Las horas se tornaban eternas. Los días se mezclaban y las noches parecían interminables. El tiempo y el espacio se desvanecían entre los vapores del cristal. Pero, en el fondo, había una parte de mí que intentaba aferrarse a algo de humanidad.
Compartía mis “remedios” con los chicos con quienes consumía. Siempre había esperado que, al compartir estos pequeños recursos, pudiera aliviar, aunque fuera un poco, las aflicciones que veía en sus rostros, rostros que reflejaban el mismo dolor y desesperanza que el mío.
En el silencio de la madrugada, mientras las luces de la ciudad parpadeaban, un pensamiento recurrente cruzaba mi mente: “¿Hasta cuándo?”. Aunque estaba atrapado en ese ciclo destructivo, una pequeña chispa de esperanza aún ardía en mí. Esa esperanza era lo único que me mantenía en pie, en busca de un camino de regreso a la vida que alguna vez conocí.
Tras una intensa travesía en las sombras de la adicción, me he dado cuenta de la importancia de erigirse como un estandarte de valentía y transparencia. Al igual que me levanté con orgullo ante el mundo proclamando que soy puto, quisiera que más personas tuvieran el valor de admitir su consumo sin miedo al estigma.

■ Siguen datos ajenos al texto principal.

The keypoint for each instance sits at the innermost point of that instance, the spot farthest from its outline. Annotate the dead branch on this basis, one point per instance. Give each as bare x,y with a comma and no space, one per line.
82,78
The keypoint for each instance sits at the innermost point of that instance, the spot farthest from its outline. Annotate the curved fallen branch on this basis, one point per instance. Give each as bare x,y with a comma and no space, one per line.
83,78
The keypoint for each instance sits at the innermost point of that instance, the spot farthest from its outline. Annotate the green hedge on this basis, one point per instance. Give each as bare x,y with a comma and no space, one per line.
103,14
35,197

En esta sociedad, al igual que nos gusta coger, nos gusta meternos cristal en las venas. Pero, más allá del acto, lo esencial es cómo abordamos esta realidad. Es posible que esta elección no se entienda por muchos, pero puede funcionar si somos conscientes y cuidadosos.

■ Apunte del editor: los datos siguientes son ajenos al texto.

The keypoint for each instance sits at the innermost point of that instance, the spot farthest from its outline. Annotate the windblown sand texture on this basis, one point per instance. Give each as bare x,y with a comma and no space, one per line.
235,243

No se trata de promover el consumo, sino de aceptar que es una realidad que vive una parte de nuestra comunidad. Al final del día, se trata de salud pública y de generar vínculos comunitarios sólidos. Es hora de tomar las riendas, eliminar los prejuicios y construir políticas públicas que realmente consideren y entiendan al consumidor. Porque cada historia, cada vida, es valiosa. Y yo, Marco, soy testigo de ello.